June Jobs Report: Pretty Damn Good!
Guess emergency unemployment benefits not holding back the economy after all.
The June jobs report is out from the Bureau of Labor Statistics, and it's got some good news, and some more good news: The economy added 850,000 jobs in June, which was way ahead of the Dow Jones estimate of 706,000 new jobs. In addition, the percentage of "discouraged workers" and people working part-time because they can't find full-time work also declined to 9.8 percent, meaning that for the first time since unemployment exploded in March 2020, the "'real' unemployment rate" has dipped below 10 percent. Yay!
Oh, one more good news: With so many employers seeking workers, who have more options for work, average wages are up, too. Or is that bad news, we always forget!
The normal old unemployment rate went up a bit, from 5.6 percent last month to 5.9 percent, but since the Labor Force Participation Rate held steady at 61.6 percent, that slight increase reflects more people looking for work, because economic statistics are weird that way.
President Joe Biden wasn't shy about taking a little victory lap, because the employment news reflects the fact that vaccination rates are increasing and businesses are reopening.
3 million jobs since we took office. Our economic plan is working.
— President Biden (@President Biden) 1625234059.0
Economist Paul Krugman noted on Twitter that Biden could probably even say "it's morning in America|" if he wanted to, because "so far the rate of job growth under Joe Biden is running somewhat faster than during the recovery that reelected Ronald Reagan." We would advise Biden to avoid the line, however justified, given his previous troubles with claiming he was the son of a Welsh coal miner. But Biden might actually have a more solid basis for taking credit for the gains, Krugman added, because vaccines. Also, you just know that if Trump saw growth like this, he'd be friggin' insufferable.
Lots of problems out there, of course, and we're still far below full employment. But Biden is presiding over a boo… https: //t.co/xqxa3ttJra
— Paul Krugman (@Paul Krugman) 1625234703.0
Oh yes, howzabout one more good forecast, as reported by CNBC?
As the data continues to point higher, economists are looking for GDP growth in the second quarter to approach 10%, a stunning continuation of a rebound helped by vaccines that have sharply reduced Covid-19 case rates along with hospitalizations and deaths.

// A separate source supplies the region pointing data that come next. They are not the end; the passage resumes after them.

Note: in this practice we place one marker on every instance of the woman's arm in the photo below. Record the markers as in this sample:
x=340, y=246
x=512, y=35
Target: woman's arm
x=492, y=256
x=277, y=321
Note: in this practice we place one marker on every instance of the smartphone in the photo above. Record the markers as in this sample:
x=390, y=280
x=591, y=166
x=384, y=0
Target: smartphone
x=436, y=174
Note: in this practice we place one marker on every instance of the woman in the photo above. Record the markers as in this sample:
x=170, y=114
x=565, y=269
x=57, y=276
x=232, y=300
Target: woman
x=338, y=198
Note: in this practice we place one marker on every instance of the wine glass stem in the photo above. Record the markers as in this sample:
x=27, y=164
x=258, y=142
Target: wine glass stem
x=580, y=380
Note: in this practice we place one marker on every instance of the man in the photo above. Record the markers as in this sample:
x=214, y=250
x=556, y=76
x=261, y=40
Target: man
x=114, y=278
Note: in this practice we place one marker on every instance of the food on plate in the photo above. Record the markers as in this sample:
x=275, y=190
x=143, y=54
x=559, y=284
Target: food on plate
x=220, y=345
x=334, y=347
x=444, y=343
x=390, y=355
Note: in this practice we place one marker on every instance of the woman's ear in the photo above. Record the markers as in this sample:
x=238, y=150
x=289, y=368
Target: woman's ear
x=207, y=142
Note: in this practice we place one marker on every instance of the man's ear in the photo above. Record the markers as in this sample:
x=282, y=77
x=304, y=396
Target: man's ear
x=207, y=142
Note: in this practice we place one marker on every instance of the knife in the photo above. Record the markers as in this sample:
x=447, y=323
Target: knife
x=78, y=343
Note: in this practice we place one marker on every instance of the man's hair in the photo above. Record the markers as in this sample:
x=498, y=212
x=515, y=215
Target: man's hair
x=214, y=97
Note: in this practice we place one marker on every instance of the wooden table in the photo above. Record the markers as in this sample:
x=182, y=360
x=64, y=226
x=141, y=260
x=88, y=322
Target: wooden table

The economy still has some distance to go before it regains the 22.3 million jobs lost at the start of the pandemic, however. So far, we've recovered about 15.6 million jobs, and are still down 7.13 million jobs from the pre-pandemic levels of February 2020.
Where are the jobs being created? Still mostly in hospitality, which saw 343,000 new positions, with 194,000 of those in bars and restaurants. Even with lots of restaurants coming back, though, many closed down for good, and the industry is still 2.2 million jobs short of where it was in the Before Times. More stats, CNBC, MORE, GODDAMN IT! WE WANT NUMBERS! NUMBERS FOR SPIDER-MAN!
Other notable gains came in education, which totaled 269,000 across state, local and private hiring, while professional and business services increased by 72,000 and retail added 67,000.
The other services industry added 56,000 jobs, including a gain of 29,000 in personal and laundry services, a subsector that has been seen as a proxy for the resumption of normal business activity.
Hooray for laundry, then!
One area that's still seeing losses is construction, which lost 7,000 jobs, largely because new housing is still beset by those ol' supply-chain disruption blues.
Also too, there's the uptick in wages as workers find themselves in demand again:
Average hourly earnings increased 0.33% for the month and 3.6% year over year, both matching Dow Jones estimates.
Aggregate wage growth had been distorted through much of the pandemic as lower-earnings workers in high-contact industries like hospitality remained sidelined. The June gain puts the jobs market ahead of its previous pace; average hourly earnings rose 3% in February 2020 year over year at a time when lower-earning workers finally had been seeing gains after a generation of stagnant paychecks.
Damn. Well. About. Time. We still need a $15 per hour minimum wage, and could we please do that before that falls behind the actual inflation rate since the last minimum wage increase, which feels like it may have been in the Carter administration but was actually in 2009?
In conclusion, the economy remains weird but is headed in the right direction! Workers this weekend can celebrate America by blowing up tiny parts of it.